ICCV 2025 Image Generation game generation video diffusion models action control scene generalization autoregressive video generation Minecraft world model

GameFactory: Creating New Games with Generative Interactive Videos¶

Conference: ICCV 2025 arXiv: 2501.08325 Code: https://yujiwen.github.io/gamefactory/ (project page) Area: Image Generation Keywords: game generation, video diffusion models, action control, scene generalization, autoregressive video generation, Minecraft, world model

TL;DR¶

This paper proposes GameFactory, a multi-stage training strategy that decouples game style from action control on top of a pretrained video diffusion model, enabling action control learned from small-scale Minecraft data to generalize to arbitrary open-domain scenes for interactive game video generation. This is the first method with a complete technical paper that validates scene generalization over a complex action space (7 keys + mouse).

Background & Motivation¶

Video generation models are emerging as strong candidates for generative game engines, yet current approaches share three fundamental limitations:

Game-specific binding: DIAMOND (Atari/CS:GO), GameNGen (DOOM), and Oasis (Minecraft) can only generate content within the specific games on which they were trained.

Lack of scene generalization: None can create content beyond existing games, which limits their utility as engines for "creating new games."

Impractical action annotation at scale: Annotating open-domain video with action labels is prohibitively expensive.

Core Insight: The internet provides vast quantities of open-domain video, and pretrained video generation models already encode rich scene generation priors. Transferring action control learned from small-scale game data to arbitrary scenes could enable the creation of entirely new games.

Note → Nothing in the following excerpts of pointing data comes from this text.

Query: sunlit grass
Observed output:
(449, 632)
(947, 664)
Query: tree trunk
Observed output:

Key Challenge: Directly fine-tuning a pretrained model on game data causes domain collapse — outputs inherit Minecraft's pixelated aesthetic and the model loses open-domain generation capability. Style and action control are entangled.

Method¶

GF-Minecraft Dataset¶

The dataset is designed around three key requirements:

Unbiased action distribution: Keyboard and mouse inputs are decomposed into atomic actions with uniform distribution. Compared to the VPT dataset, the W key accounts for 50.11% vs. 13.56% (uniform) here, while the S key accounts for only 0.32% vs. 13.56%.
Diverse scenes: 70 hours of gameplay video captured across different scenes, weather conditions, and times of day.
Text annotations: MiniCPM is used to generate textual descriptions for video segments.

Action Control Module¶

An action control module is injected into each block of the video diffusion Transformer:

Mouse control (continuous signal): Uses concatenation — grouped mouse actions $\mathbf{M}_{repeat} \in \mathbb{R}^{(n+1) \times l \times rwd_1}$ are concatenated with features $\mathbf{F}$ along the channel dimension, followed by an MLP and temporal self-attention.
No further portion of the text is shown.